En deux soirées, le premier Substitut avait été gagné. Le Président et monsieur Sauvager avaient tenu l’affaire secrète pour le vieux juge, pour le juge suppléant et pour le second substitut. Sûr de l’impartialité de Blondet en présence des faits, le Président avait la majorité sans compter Camusot. Mais tout manquait par la défection imprévue du juge d’Instruction. Le Président voulait un jugement de mise en accusation avant que le Procureur du Roi ne fût averti. Camusot ou le second Substitut n’allaient-ils pas le prévenir ?

Maintenant, en expliquant la vie intérieure du juge d’Instruction Camusot, peut-être apercevra-t-on les raisons qui permettaient à Chesnel de considérer ce jeune magistrat comme acquis aux d’Esgrignon, et qui lui avaient donné la hardiesse de le suborner en pleine rue. Camusot, fils de la première femme d’un marchand de soieries de la rue des Bourdonnais, objet de l’ambition de son père, avait été destiné à la magistrature.

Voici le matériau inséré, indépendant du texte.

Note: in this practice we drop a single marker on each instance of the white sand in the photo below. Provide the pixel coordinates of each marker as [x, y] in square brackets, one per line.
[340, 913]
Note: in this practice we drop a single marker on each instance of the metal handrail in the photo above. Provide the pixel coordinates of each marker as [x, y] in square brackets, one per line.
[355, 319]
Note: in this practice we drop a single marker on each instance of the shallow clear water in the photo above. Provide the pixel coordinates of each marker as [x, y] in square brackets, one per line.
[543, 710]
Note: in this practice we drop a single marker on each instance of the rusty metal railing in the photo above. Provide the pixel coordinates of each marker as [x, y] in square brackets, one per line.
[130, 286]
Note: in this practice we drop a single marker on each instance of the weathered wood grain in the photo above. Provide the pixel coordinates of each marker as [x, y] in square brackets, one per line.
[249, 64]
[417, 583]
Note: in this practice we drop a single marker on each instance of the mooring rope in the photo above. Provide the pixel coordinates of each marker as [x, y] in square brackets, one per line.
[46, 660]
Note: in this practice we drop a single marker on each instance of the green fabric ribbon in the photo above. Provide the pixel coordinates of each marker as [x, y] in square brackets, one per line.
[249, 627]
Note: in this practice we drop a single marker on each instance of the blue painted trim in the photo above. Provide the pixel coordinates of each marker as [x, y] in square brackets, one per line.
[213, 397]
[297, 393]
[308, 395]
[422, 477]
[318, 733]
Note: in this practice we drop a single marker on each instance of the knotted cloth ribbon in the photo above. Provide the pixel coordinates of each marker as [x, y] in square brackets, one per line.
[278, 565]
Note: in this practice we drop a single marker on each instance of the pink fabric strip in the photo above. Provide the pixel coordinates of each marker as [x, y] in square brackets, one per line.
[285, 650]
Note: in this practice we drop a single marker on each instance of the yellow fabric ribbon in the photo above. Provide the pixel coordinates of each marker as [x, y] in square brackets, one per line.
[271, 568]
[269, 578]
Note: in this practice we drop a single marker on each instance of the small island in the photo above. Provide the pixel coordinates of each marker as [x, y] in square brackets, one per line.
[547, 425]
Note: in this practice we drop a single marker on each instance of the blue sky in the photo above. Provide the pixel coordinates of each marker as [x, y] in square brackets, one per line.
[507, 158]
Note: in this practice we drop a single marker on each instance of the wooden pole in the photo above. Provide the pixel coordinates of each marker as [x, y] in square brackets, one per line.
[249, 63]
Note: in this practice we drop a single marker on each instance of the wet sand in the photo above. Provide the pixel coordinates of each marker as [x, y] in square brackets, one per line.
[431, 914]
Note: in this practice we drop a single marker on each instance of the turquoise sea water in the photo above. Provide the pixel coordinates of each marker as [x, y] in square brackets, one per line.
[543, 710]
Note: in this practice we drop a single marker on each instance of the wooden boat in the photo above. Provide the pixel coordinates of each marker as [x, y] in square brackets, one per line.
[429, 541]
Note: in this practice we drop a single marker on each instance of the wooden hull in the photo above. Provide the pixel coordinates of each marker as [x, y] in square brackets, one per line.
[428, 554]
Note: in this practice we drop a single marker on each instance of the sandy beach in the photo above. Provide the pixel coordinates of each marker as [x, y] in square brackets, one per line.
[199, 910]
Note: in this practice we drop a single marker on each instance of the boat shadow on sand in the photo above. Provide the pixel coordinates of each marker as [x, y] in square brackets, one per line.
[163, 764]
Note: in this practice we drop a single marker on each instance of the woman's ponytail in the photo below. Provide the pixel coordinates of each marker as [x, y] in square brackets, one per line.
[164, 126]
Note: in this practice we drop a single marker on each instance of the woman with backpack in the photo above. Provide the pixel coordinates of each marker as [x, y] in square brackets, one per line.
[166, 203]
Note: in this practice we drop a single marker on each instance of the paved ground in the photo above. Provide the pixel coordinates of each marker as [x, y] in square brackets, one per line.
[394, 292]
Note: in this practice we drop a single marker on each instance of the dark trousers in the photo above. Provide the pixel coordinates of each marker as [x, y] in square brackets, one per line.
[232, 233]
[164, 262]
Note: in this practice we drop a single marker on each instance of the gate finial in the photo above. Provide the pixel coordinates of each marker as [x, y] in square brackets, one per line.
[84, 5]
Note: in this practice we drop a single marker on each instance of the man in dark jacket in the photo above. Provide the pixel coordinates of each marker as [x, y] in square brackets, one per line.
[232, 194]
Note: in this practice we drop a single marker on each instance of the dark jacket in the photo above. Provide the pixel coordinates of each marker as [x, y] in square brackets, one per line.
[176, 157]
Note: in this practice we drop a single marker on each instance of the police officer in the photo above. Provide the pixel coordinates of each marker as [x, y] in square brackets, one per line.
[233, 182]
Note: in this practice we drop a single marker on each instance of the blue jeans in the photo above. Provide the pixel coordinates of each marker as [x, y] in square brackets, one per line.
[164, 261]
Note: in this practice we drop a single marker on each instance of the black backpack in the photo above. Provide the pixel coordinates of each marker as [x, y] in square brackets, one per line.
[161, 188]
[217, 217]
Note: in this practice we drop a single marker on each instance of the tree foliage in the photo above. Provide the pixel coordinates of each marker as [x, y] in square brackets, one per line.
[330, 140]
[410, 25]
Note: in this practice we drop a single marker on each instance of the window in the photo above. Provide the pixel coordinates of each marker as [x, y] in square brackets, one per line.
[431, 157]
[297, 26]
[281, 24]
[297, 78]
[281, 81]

En épousant sa femme, il avait épousé la protection d’un huissier du Cabinet du Roi, protection sourde, mais efficace, qui lui avait déjà valu sa nomination de juge, et, plus tard, celle de Juge d’Instruction. Il n’avait pas eu plus de mille écus de rente constitués par ses père et mère à son contrat ; mademoiselle Thirion ne lui avait pas apporté plus de vingt mille francs de dot, c’était donc un pauvre ménage que le sien, car les appointements d’un juge en province ne s’élèvent pas au-dessus de quinze cents francs. Cependant les Juges d’Instruction ont un supplément d’environ mille francs à raison des dépenses et des travaux extraordinaires de leurs fonctions. Malgré les fatigues qu’elles donnent, ces places sont assez enviées ; mais elles sont révocables : aussi madame Camusot venait-elle de gronder son mari d’avoir découvert sa pensée au Président. Marie-Cécile-Amélie Thirion, depuis trois ans de mariage, s’était aperçue de la bénédiction de Dieu par la régularité de deux accouchements heureux, une fille et un garçon ; mais elle suppliait Dieu de ne plus la tant bénir. Encore quelques bénédictions, et sa gêne deviendrait misère. La fortune de monsieur Camusot le père devait se faire long-temps attendre. D’ailleurs cette riche succession ne pouvait pas donner plus de huit ou dix mille francs de rente aux enfants du négociant qui étaient quatre.